I got home and closed the door behind me; the still silence of our house put its arm around me like an old mate, I was safe. I put my foot on the stairs with the intention of going up to my bedroom, but my mother’s voice stopped me: ‘Billy, is that you?’
‘Yes, Mum,’ I said. I didn’t want to talk to her. I didn’t want to see her. I knew that she’d be sitting in the front room, perched on the edge of the armchair. Fidgeting. Nervous. I knew that. What I didn’t know though is how she would be with me. I didn’t know if I was going to be the waste of space and accident that she wished had never happened , or her lovely son, her little sunshine, the light of her otherwise dark bloody life .
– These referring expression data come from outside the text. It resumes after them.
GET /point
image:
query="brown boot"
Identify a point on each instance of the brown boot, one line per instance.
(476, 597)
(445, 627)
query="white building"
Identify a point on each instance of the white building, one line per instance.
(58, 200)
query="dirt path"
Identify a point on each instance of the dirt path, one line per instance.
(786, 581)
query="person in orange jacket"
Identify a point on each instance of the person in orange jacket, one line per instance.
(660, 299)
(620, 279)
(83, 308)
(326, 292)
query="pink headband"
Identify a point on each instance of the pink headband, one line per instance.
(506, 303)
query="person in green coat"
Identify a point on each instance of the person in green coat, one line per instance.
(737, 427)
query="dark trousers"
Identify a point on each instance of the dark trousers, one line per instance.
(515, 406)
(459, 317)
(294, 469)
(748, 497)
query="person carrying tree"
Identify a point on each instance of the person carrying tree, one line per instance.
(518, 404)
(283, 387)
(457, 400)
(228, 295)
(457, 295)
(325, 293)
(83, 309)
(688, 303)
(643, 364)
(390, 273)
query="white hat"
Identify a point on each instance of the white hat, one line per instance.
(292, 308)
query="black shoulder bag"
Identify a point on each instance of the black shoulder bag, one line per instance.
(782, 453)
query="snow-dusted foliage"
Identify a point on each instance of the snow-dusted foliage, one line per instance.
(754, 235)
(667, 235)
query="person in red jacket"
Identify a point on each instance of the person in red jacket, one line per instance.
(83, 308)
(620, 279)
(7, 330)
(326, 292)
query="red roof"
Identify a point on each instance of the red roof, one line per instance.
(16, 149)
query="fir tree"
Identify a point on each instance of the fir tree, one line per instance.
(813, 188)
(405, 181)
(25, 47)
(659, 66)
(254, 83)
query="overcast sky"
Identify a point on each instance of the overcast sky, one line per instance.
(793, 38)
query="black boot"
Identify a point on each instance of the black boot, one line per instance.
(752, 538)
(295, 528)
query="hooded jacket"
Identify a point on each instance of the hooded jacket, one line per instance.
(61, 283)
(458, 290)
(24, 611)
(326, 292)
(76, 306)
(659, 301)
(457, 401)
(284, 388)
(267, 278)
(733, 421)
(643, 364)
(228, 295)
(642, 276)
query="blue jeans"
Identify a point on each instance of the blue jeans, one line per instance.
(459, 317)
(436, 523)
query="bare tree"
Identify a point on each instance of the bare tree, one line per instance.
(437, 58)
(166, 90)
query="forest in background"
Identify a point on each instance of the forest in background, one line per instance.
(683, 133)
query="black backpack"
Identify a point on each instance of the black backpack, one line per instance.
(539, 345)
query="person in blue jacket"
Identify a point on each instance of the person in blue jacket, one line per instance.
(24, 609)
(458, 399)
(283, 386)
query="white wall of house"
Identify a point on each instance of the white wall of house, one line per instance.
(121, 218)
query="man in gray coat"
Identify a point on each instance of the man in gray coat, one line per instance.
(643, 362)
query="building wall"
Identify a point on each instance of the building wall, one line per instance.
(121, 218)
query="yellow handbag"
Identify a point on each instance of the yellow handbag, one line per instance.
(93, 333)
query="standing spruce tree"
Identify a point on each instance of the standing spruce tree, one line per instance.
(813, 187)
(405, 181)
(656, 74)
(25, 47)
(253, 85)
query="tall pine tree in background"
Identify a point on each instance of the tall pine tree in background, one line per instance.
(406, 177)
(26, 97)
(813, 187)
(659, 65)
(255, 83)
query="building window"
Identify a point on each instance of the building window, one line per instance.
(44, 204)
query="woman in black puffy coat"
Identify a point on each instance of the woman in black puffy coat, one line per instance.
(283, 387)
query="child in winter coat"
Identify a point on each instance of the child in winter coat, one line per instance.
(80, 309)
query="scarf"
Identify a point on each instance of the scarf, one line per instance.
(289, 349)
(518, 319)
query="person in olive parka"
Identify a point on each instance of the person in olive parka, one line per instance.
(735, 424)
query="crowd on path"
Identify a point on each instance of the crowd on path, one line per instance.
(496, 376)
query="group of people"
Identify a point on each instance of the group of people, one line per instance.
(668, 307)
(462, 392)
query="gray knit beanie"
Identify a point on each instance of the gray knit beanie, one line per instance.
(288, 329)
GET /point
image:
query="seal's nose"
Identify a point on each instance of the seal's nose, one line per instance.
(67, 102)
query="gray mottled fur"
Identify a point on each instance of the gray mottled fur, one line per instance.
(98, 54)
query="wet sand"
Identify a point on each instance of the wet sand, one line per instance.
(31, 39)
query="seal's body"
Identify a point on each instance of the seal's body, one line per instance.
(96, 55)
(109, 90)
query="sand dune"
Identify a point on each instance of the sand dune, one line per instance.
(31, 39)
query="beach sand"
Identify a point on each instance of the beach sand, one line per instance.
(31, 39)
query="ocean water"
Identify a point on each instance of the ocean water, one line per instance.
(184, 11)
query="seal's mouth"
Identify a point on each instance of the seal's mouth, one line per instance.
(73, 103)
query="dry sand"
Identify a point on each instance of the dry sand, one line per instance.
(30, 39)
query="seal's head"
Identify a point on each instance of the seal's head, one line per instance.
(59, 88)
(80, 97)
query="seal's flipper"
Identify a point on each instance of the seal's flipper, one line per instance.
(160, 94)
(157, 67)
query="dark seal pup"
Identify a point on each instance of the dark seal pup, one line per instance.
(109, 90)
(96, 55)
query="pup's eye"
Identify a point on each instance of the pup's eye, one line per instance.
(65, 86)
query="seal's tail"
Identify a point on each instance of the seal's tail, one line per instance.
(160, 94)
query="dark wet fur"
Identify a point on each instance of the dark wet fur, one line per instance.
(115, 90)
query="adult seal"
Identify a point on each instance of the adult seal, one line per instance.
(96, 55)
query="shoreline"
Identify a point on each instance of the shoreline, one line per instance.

‘Billy,’ she said again. ‘Yes, Mum,’ I answered and wandered into the front room.
There was no trace of her drinking, not a clue, there never was then. She’d stopped going to Mrs Ingle’s years earlier. I didn’t link her mood swings with drink. It would be a debate I would avoid having all my life.
‘Come and sit down,’ she said, ‘have a chat with your old mum.’ She looked pathetic, holding one shaking hand in the other; did I nearly lose my temper for this? Did I nearly get my arse kicked in a fight to protect this? Nearly.
‘How’s school going?’ she asked.
And I shrugged. ‘Alright,’ I said unhelpfully and she looked at me as though she was trying to gauge if I was telling her the truth.
‘Good,’ she said and I looked down, knowing that she was staring at me, hoping that I’d say something that would make everything somehow better, even for a second, but I couldn’t. I bloody couldn’t.
After an age, she continued. ‘Listen,’ she said, ‘I tell you what, why don’t we go to the pictures on Friday, The Alamo is showing down the Roxy, my treat.’ She smiled doubtfully at me, and I hated her weakness but I hated myself even more, because deep down I knew it wasn’t her fault.